GR L 15957; (April, 1961) (Digest)
G.R. No. L-15957; April 25, 1961
THE PEOPLE OF THE PHILIPPINES, plaintiff-appellant, vs. BENJAMIN ESPIRITU, defendant-appellee.
FACTS
An information for homicide through reckless imprudence was filed against Benjamin Espiritu, a thirteen-year-old minor, before the Court of First Instance of Nueva Ecija. The court initially recommended a bail bond of P6,000.00 for provisional liberty. Upon motion by Espiritu’s counsel, the court reduced the bail to P4,000.00 and later to P2,000.00. Before this reduced bail could be posted, counsel further moved that, instead of posting bail, the minor be released and placed under the care and custody of a responsible person pending trial.

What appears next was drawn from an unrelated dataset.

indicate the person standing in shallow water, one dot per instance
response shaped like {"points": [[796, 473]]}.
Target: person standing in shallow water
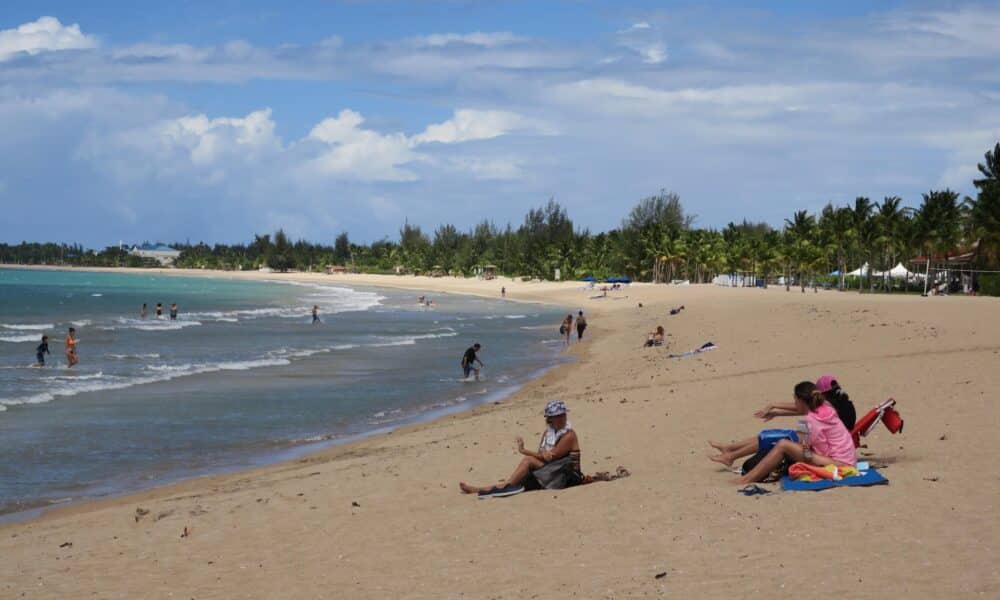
{"points": [[71, 342], [469, 359]]}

The trial court granted this motion. It issued an order releasing Espiritu from confinement and committing him to the care and custody of his counsel, Atty. Honorio V. Garcia, who accepted the trust in writing. The order required Atty. Garcia to make the accused available to the court whenever necessary. The government, through the Office of the Solicitor General, appealed this order, disputing the court’s authority to release the accused without bail and to commit him to a private person’s custody pending trial.
ISSUE
Whether the government’s appeal from the trial court’s interlocutory order releasing the accused minor without bail is proper.
RULING
The Supreme Court dismissed the appeal. The Court held that the order in question was interlocutory, not a final judgment. Under Section 2, Rule 41 of the Rules of Court, an interlocutory order cannot be the subject of an appeal unless a final judgment is rendered in the case. An interlocutory order is one that does not dispose of the case on the merits but leaves something to be done by the trial court regarding the merits of the case.
The legal logic is clear: the remedy against an interlocutory order is not an ordinary appeal. The proper procedural recourse, if the government believed the trial court acted without or in excess of jurisdiction or with grave abuse of discretion, was to file a petition for a writ of certiorari under Rule 65. Since the government pursued the incorrect remedy of an appeal, the Supreme Court had no jurisdiction to entertain it on that basis. Consequently, the Court dismissed the appeal and remanded the case to the lower court for further proceedings. This ruling reinforces strict adherence to procedural rules governing appeals to ensure orderly judicial administration.